Black Swan (USA, 2010)
Directed by Darren Aronofsky
Character study of a tormented woman, ongoing nightmare, hyper-reality, Aronofsky’s dark ode to ballet, motherhood, and toxic inter-personal relationships that lead to madness works very well with Marie NDiaye’s My Heart Hemmed In (like the filmmaker, the author has a thing for turning characters into birds). You may not want to enjoy either of these items too late at night—either that, or prepare to go to sleep with the lights on . . . and maybe experience some nightmares of your own!

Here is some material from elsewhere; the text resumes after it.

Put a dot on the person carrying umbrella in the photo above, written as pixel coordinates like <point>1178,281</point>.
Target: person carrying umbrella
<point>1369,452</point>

Black Swan’s insistent attention to physicality proves to be only a bridge built to usher us toward the film’s destination, the realm of drugs and violent mental disorder, allowing Aronofsky to surrender his mise en scène completely to expressionistic subjectivity.
City of God (Brazil, 2003)
Directed by Alexandre Rodrigues
With its vivid cast of characters eking out an existence at the margins in a modern-day developing nation megacity, Alexandre Rodrigues’ thrilling, gritty City of God has got a lot to compare with Running through Beijing. Though the film definitely takes the cake in terms of violence (this is not a movie for the faint of heart), the stories of young men hustling to stay one step ahead from everything trying to drag them down certainly resonate with one another. Consider these two your summer thrill ride!
The movie was adapted from a novel called City of God as well, by Bráulio Mantovani, it has been nominated for 4 Oscars (which is a pretty big deal for a foreign movie) and won a BAFTA award. The story is basically about a boy named Rocket who grows up in the housing projects the government made called the City of God. Murders and gang violence are an everyday occurrence within the city, and it shocks you to realize that this is actually based on a true story.
Mother Joan of the Angels (Poland, 1961)
Directed by Jerzy Kawalerowicz
Who among us couldn’t love a creepy story of a young man sent to clean up a 17th-century convent where all of the young nuns have been possessed by a demon—and all based on an infamous historical occurrence? This intense film from Poland’s burgeoning postwar film industry won the Special Jury Prize at the 1961 Cannes Film Festival, and we think few foreign films would pair better with Quiet Creature or My Heart Hemmed In.
The greatest set piece of the film is the exorcism scene. It begins with the nuns entering the frame one-by-one in a trance-like procession, as if floating on air, and ends with the juxtaposition of images of a flight of birds with the frenetic dance of the nuns agitating their white habits, symbolizing freedom and entrapment. In the middle everything is meticulously choreographed by Kawalerowicz to achieve a permanent state of doubt, repression, sin, guilt and pain, of love and loss in an unforgivable and soulless world.